There are advantages and disadvantages to not being an expert!
The inspiration to start a daily e-mail of the reflections from ‘Pause for Prayer’ turned out to be easier said than done. I designed (to my mind) a useful format, staying up very late one night and beginning at 05.30 the following morning in the attempt. Feeling very satisfied with the result, I signed up for Google Groups, only to find that my efforts had not been very useful because their format doesn’t accept mine. No problem. I thought their simpler ideas would do just as well…after all, it’s a free service… only to find that there would be a delay whilst they checked out that I’m not a spammer. Fine by me. As Vatican Radio receives a daily superabundance of unrequested spam and weird messages, I think it’s great that there is a filtering system, even if it caused me personally a bit of inconvenience.
Recently, however, I was really angry when I opened up an e-mail that arrived in my mailbox. After spending 9 months in Nigeria and 12 years in Zambia, I saw a number of children who, through a complication of malnutrition, had half of their face eaten away by an awful condition called cancrum oris. It caused so much suffering to the children and to their families.

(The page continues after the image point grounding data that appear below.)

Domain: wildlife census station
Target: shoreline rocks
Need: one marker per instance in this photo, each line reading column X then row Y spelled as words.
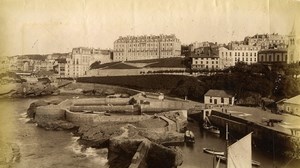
column 9, row 154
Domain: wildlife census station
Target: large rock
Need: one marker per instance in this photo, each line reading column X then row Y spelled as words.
column 32, row 108
column 9, row 154
column 121, row 152
column 57, row 125
column 98, row 135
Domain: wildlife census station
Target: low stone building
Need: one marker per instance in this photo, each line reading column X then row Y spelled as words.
column 291, row 105
column 219, row 97
column 272, row 56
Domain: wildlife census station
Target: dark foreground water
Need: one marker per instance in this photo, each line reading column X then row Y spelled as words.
column 40, row 148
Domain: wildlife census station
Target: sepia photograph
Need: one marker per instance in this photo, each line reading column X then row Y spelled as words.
column 150, row 84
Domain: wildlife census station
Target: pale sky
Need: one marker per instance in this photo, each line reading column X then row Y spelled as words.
column 49, row 26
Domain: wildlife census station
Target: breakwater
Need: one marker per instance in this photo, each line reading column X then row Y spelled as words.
column 265, row 137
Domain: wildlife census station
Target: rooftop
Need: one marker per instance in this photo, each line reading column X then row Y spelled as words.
column 219, row 93
column 293, row 100
column 273, row 50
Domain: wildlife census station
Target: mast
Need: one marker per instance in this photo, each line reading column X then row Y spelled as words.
column 226, row 153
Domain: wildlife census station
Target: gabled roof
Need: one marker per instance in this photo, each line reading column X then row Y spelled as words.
column 219, row 93
column 293, row 100
column 121, row 65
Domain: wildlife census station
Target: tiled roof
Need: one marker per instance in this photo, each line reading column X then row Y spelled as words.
column 272, row 51
column 293, row 100
column 219, row 93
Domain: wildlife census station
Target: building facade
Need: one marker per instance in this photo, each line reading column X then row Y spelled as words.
column 272, row 56
column 238, row 53
column 205, row 58
column 218, row 97
column 292, row 105
column 82, row 58
column 266, row 41
column 293, row 47
column 146, row 47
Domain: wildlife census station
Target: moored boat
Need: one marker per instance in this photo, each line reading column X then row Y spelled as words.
column 213, row 152
column 224, row 159
column 211, row 128
column 189, row 136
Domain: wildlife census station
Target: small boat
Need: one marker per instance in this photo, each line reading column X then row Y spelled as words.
column 211, row 128
column 189, row 136
column 213, row 152
column 224, row 159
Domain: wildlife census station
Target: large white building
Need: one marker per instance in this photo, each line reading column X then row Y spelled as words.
column 218, row 97
column 82, row 58
column 238, row 53
column 205, row 58
column 146, row 47
column 293, row 51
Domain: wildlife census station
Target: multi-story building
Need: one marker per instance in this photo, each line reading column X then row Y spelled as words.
column 146, row 47
column 205, row 58
column 196, row 44
column 293, row 47
column 272, row 56
column 226, row 58
column 266, row 41
column 82, row 58
column 238, row 53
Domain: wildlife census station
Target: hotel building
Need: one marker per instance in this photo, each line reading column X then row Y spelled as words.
column 146, row 47
column 82, row 58
column 238, row 53
column 205, row 58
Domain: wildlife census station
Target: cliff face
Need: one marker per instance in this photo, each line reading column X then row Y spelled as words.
column 131, row 142
column 9, row 154
column 128, row 153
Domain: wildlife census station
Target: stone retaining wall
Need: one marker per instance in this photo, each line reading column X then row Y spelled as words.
column 79, row 118
column 101, row 101
column 122, row 109
column 50, row 112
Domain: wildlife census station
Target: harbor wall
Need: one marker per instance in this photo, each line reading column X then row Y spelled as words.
column 117, row 108
column 81, row 118
column 263, row 136
column 50, row 112
column 161, row 106
column 101, row 101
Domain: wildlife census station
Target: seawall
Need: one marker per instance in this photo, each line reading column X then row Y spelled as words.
column 263, row 136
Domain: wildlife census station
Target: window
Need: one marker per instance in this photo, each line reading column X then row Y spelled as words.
column 230, row 100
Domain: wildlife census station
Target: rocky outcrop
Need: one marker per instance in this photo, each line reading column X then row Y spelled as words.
column 122, row 151
column 9, row 154
column 32, row 108
column 57, row 125
column 98, row 135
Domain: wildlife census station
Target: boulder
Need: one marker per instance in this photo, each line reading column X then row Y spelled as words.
column 32, row 108
column 57, row 125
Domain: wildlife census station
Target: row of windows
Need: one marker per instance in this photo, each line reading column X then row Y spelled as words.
column 245, row 59
column 271, row 58
column 239, row 53
column 141, row 44
column 147, row 40
column 201, row 62
column 206, row 58
column 148, row 53
column 205, row 66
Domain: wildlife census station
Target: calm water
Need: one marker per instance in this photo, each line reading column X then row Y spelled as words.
column 194, row 156
column 44, row 149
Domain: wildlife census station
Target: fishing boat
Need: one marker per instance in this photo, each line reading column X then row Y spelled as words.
column 224, row 159
column 189, row 136
column 213, row 152
column 209, row 127
column 239, row 154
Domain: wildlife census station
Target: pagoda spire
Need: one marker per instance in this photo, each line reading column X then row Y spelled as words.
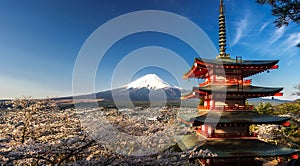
column 222, row 33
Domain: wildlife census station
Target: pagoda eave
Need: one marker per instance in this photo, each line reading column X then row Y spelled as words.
column 250, row 67
column 230, row 148
column 237, row 117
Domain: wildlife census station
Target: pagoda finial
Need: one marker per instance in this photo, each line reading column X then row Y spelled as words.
column 222, row 33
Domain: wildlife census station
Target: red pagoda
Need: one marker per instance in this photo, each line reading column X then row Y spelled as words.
column 224, row 116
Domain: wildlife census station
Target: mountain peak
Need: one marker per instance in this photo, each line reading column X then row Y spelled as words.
column 150, row 81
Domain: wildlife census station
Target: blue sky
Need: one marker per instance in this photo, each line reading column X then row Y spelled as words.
column 40, row 41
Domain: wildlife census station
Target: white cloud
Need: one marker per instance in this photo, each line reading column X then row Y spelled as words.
column 277, row 35
column 240, row 30
column 263, row 26
column 292, row 40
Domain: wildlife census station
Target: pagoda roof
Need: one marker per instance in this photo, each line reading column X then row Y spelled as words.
column 228, row 148
column 253, row 66
column 226, row 117
column 248, row 91
column 237, row 62
column 236, row 89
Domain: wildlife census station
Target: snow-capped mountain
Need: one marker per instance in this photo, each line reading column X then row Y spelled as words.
column 145, row 88
column 149, row 81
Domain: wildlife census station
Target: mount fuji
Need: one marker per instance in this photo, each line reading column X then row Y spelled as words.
column 146, row 88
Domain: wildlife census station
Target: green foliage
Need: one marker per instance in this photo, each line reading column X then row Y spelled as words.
column 283, row 109
column 265, row 108
column 285, row 11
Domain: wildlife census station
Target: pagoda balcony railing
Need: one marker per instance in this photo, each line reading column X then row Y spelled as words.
column 227, row 82
column 230, row 135
column 226, row 108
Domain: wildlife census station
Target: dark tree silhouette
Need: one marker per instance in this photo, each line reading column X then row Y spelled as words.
column 297, row 92
column 285, row 11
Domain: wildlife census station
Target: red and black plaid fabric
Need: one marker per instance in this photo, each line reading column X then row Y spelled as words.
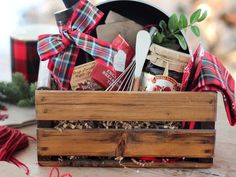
column 25, row 59
column 207, row 73
column 62, row 50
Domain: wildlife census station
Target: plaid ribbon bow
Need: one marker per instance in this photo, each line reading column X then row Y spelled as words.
column 62, row 49
column 207, row 73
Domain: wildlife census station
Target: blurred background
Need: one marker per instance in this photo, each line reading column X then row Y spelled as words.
column 218, row 31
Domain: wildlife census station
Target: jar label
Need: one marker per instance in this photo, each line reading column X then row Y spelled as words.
column 159, row 83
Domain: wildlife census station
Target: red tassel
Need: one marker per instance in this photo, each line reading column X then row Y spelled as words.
column 12, row 140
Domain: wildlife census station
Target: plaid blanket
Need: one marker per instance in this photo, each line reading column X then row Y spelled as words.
column 62, row 50
column 207, row 73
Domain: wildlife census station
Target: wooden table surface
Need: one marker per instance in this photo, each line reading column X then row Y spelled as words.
column 224, row 161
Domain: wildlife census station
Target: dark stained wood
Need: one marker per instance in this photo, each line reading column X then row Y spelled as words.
column 134, row 143
column 126, row 106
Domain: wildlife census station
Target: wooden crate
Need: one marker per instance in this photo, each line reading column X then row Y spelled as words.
column 197, row 145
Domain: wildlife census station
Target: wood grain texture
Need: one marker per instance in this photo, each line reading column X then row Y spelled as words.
column 128, row 164
column 135, row 143
column 126, row 106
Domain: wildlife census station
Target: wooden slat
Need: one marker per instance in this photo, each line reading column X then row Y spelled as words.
column 126, row 106
column 128, row 164
column 135, row 143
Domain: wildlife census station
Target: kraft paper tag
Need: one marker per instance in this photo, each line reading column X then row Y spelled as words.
column 128, row 30
column 114, row 17
column 81, row 78
column 120, row 61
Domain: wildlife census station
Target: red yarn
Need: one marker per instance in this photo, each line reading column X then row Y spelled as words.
column 12, row 140
column 3, row 116
column 58, row 173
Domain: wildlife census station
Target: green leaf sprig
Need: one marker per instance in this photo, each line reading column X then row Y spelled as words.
column 18, row 92
column 169, row 33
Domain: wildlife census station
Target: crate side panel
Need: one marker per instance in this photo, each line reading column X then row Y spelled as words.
column 135, row 143
column 128, row 164
column 125, row 106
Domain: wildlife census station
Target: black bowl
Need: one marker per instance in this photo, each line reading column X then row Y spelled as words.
column 141, row 12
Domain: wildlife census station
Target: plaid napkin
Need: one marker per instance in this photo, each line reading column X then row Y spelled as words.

You can, therefore, imagine my reaction when I saw that someone had decided to cash in on the awful photos of the children with this condition in an attempt to make money. Whoever it was had set up a bogus online charity, had added some of the worst pictures and had sent it off around the world. It just so happened that the perpetrator had missed out on one or two essential details, merely alerting the slightly more savvy recipients to another e-hoax. However I am equally convinced that some generous souls were moved to parting with their cash.
It is so sad that there are people who are prepared to benefit by the misfortune of others, reducing them to instruments of personal enrichment in the wrong way. There are many occasions when the patience, the insight and the determination of those who are suffering is a deeply enriching experience for observers, whose lives can become ever more meaningful. Yet there are those who see the same suffering only as a means to make money. Doesn’t that turn human beings into things rather than individuals loved by a God who himself knows the depths of pain?
Someone said that there are those who use things and love people and there are others who use people and love things. May God touch the hearts of those who can’t see the true value of others. Let there be love!